Michael Newman
Analyst · Rodman.
Well, first off, Kevin, I'm not sure of the gross margin range. We guided to 63% to 68% in Q3 and we're guiding to 62% to 67% in Q4 as opposed to 63% in Q3, so I think given that gross margin was a little lower in Q3 where appropriately moving one percentage point down in our guidance range for Q4. But it really is a factor of large deals. When we do large deals and large deployments that results in a large number of a hardware unit shipping out and hardware gross margins are always going to be lower than software gross, and in addition you're always going to have in very large scale, you're always going to have some level of discounting. But these will drive revenues, they drive gross profit, they drive EBITDA, they just don't necessarily drive Ctrack gross margins up because the FW is little lighter on the gross margins side in exchange for the volume. Now, you noticed in Q3, our overall corporate gross margins went up, because they drove high volume of revenues and as the mix continues to improve that just pulls our overall corporate gross margins up, but on the Ctrack side that's the variability and volatility you'll see is the magnitude of large deals versus small deals. There are other companies in the telematics space that will focus on sort of a single segment of the market, let's just say company that focuses exclusively on the SMB segment of the market, and you'll see more consistent gross margins from them.
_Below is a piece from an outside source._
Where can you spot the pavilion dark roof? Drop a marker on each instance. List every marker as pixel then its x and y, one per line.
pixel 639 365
Ours will be consistently high, but because we do consumer business, we do large fleet business, we do SMB business, it's really, ours will move slightly just based on where those are, they're always going to be high. We're always targeting, like I said, gross margins in the 60s for the Ctrack business and 70 plus for SaaS, software and services, but we'll have a little bit more movement around that, but the good news is when gross margins decline a little bit, because we have large deals, that also means gross profit itself is growing up if the item is growing up.